Recommendation to lineup-optimizer: daily_quality = 66 -> START. regression_index = +15 suggests no need to sit on any recent cold-streak noise.

Pitcher counter-example (pitcher start): Bowden Francis (TOR) at COL. daily_quality replaced by streamability_score. Coors kills streamability_score regardless of raw stuff; skill would emit qs_probability ~28, k_ceiling ~40, era_whip_risk ~82 -> streamability_score ~32 (sub-70 threshold -> SIT / DO NOT STREAM).

Workflow

Copy this checklist and track progress:

MLB Player Analysis Progress:
- [ ] Step 1: Classify player (hitter vs pitcher; SP vs RP)
- [ ] Step 2: Collect season + 15-day performance (Savant, FanGraphs)
- [ ] Step 3: Collect today's context (opp SP/hitters, park, weather, lineup)
- [ ] Step 4: Compute normalized component scores
- [ ] Step 5: Compute composite signals (daily_quality or streamability_score)
- [ ] Step 6: Check regression_index and role_certainty
- [ ] Step 7: Validate against rubric and emit signal file

Step 1: Classify player

Determine role: hitter (any position player), SP (starter), RP (reliever, closer or setup). The signal set is different per role. See resources/methodology.md for role determination rules when a player has dual eligibility (two-way player, opener + bulk).

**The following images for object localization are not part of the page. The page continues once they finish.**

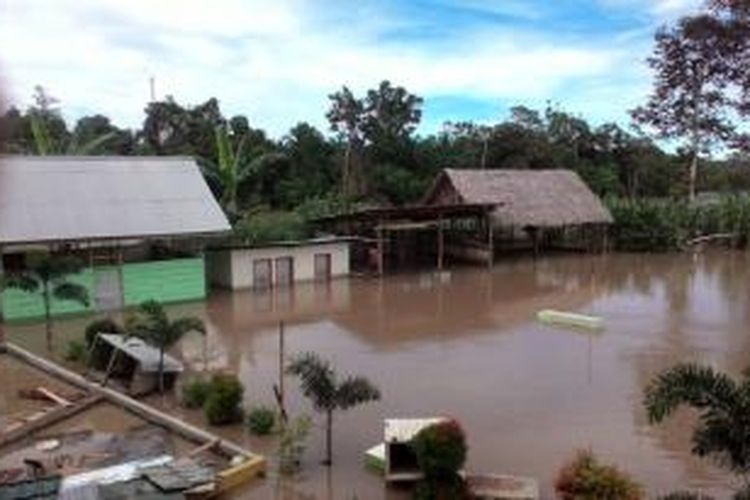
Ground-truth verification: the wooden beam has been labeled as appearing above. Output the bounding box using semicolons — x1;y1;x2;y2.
487;214;494;267
437;216;444;271
377;224;385;276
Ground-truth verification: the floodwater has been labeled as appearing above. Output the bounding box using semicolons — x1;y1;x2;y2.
8;251;750;498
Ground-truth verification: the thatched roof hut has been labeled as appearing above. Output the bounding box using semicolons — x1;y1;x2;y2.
422;169;613;228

Confirm today's role: is the player in today's lineup? Is the SP on the probable-pitcher chart today?
If RP: is this a save-role RP or middle-relief RP? Closer depth lookup required.

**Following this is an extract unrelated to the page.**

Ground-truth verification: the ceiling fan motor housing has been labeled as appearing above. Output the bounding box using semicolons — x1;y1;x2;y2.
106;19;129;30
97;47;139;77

Step 2: Collect performance data

Web-search the primary sources. Every URL goes in the signal file's source_urls: list.

Baseball Savant player page: season xwOBA, 15-day xwOBA, xBA, barrel %, hard-hit %, sprint speed (hitters); xERA, whiff %, chase %, CSW (pitchers)
FanGraphs player page: ATC projections (rest-of-season rate stats), splits tab (vs LHP / vs RHP)
If search fails for any metric: record the attempt, set confidence: 0.3, and note the gap in the red-team field

See resources/data-cheatsheet for exact URL patterns.

Step 3: Collect today's context

Opp SP (from MLB.com probable pitchers or matchup-analyzer signal if already emitted)
Park factor (from FanGraphs park factors, or matchup-analyzer's park_hitter_factor / park_pitcher_factor)
Weather (from RotoWire weather-forecast, or matchup-analyzer's weather_risk)
Confirmed lineup slot (from MLB.com starting-lineups; posts ~2-3h pre-game)
If a matchup-analyzer signal file exists for today's game, consume those signals -- do not re-derive

Step 4: Compute normalized component scores

All raw stats are converted to 0-100 (unipolar) or +/-100 (bipolar) per the signal framework. See resources/methodology.md for each formula.

Hitter: form_score, matchup_score, opportunity_score (components of daily_quality)
Hitter: regression_index, obp_contribution, sb_opportunity, role_certainty
Pitcher: qs_probability, k_ceiling, era_whip_risk
Pitcher RP: save_role_certainty

Step 5: Compute composite signals

Hitter primary: daily_quality = 0.35 * form_score + 0.40 * matchup_score + 0.25 * opportunity_score
Pitcher SP primary: streamability_score = 0.40 * qs_probability + 0.30 * k_ceiling + 0.30 * (100 - era_whip_risk)
Pitcher SP weekly: two_start_bonus (bool from FantasyPros two-start page)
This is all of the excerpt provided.